Higher pressure in the arteries places more stress and wear and tear on the linings of the blood vessels, which contributes to the development of atherosclerotic arterial disease. And atherosclerotic arterial disease is the cause of heart disease, stroke, and peripheral vascular disease. This factor is particularly apparent when blood pressure hits 180 or higher—a level where treatment is mandated, and may even represent a medical emergency.

Of course, on the other end of the scale, low blood pressure can also pose serious risks, including weakness, dizziness, and fainting. Extremely low blood pressure can deprive your organs of oxygen-rich blood, which can lead to heart, kidney and/or brain damage

So it is important to keep your blood pressure “just right.” High enough to maintain adequate blood pressure in order to provide enough blood, oxygen, and glucose to the brain, heart, and other organs. But low enough to keep arteries and blood vessels smooth—and stop cardiovascular diseases from taking hold.

 

Sources:

1James PA, et al. 2014 Evidence-Based Guideline for the Management of High Blood Pressure in Adults. Report From the Panel Members Appointed to the Eighth Joint National Committee (JNC 8). JAMA. 2014;311(5):507-520. doi: 10.1001/jama. 2013.284427.

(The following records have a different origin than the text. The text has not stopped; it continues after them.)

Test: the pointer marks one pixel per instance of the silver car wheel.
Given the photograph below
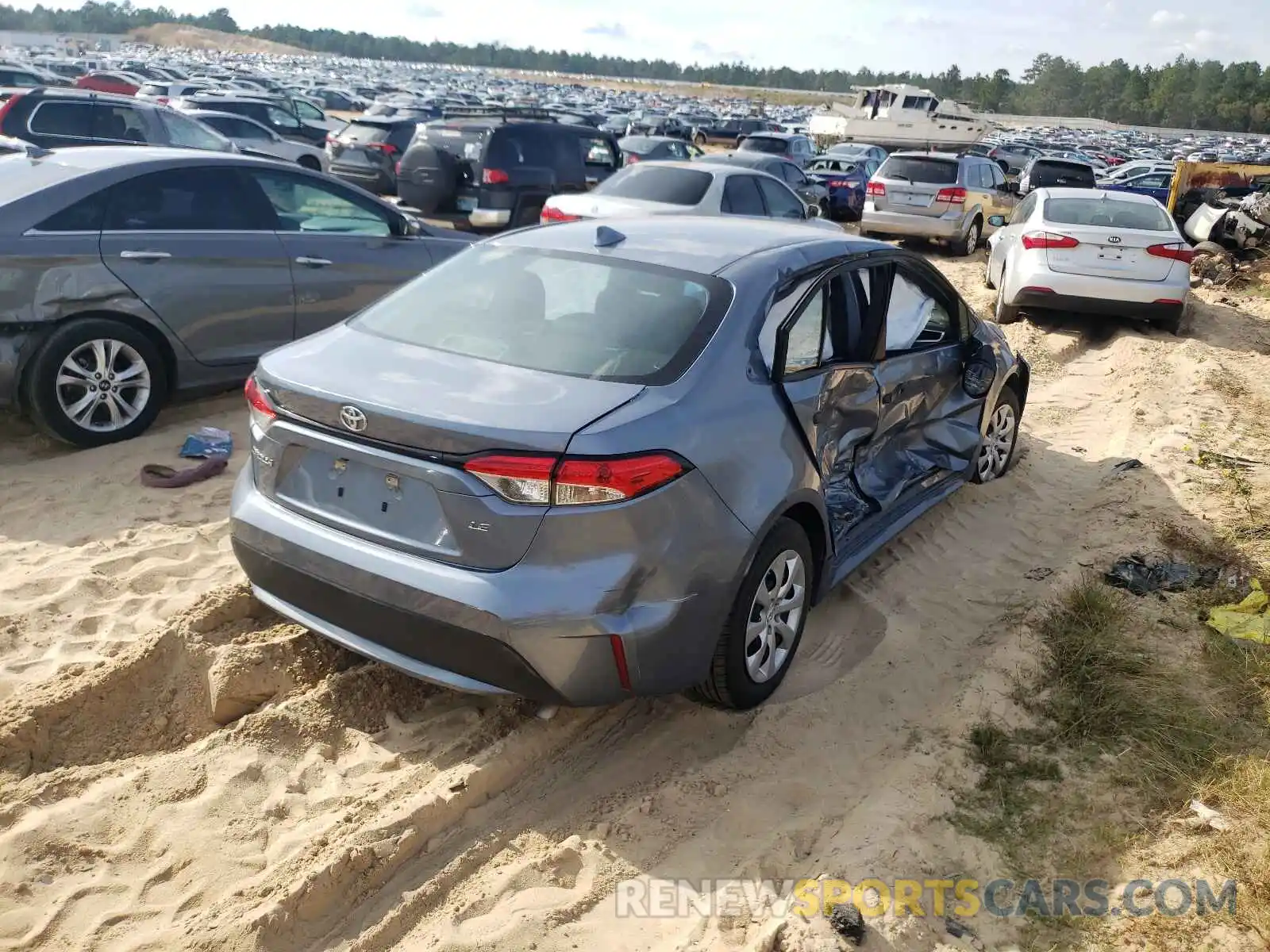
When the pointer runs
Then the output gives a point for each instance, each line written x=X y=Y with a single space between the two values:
x=999 y=442
x=103 y=385
x=775 y=616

2Rodriguez C, et al. Waste and Harm in the Treatment of Hypertension. Journal of the American Medical Association Internal Medicine June 10, 2013; 173(11): 956-957.

3Sim JJ, et al. Impact of Achieved Blood Pressures on Mortality Risk and End-Stage Renal Disease Among a Large, Diverse Hypertension Population. J Am Coll Cardiol 2014; 64(6), 588-597.

4Risky Drugs: Why the FDA Cannot be Trusted. http://www.bibliotecapleyades.net/ciencia/ciencia_industryweapons295.htm. Accessed August 21, 2014.

5Alzheimer’s Association International Conference (AAIC) 2014. Abstract P2-083. Presented July 14, 2014.

6Gottesman RF, et al. Midlife Hypertension and 20-Year Cognitive Change: The Atherosclerosis Risk in Communities Neurocognitive Study. JAMA Neurol. 2014 Aug 4. doi: 10.1001/jamaneurol.2014.1646.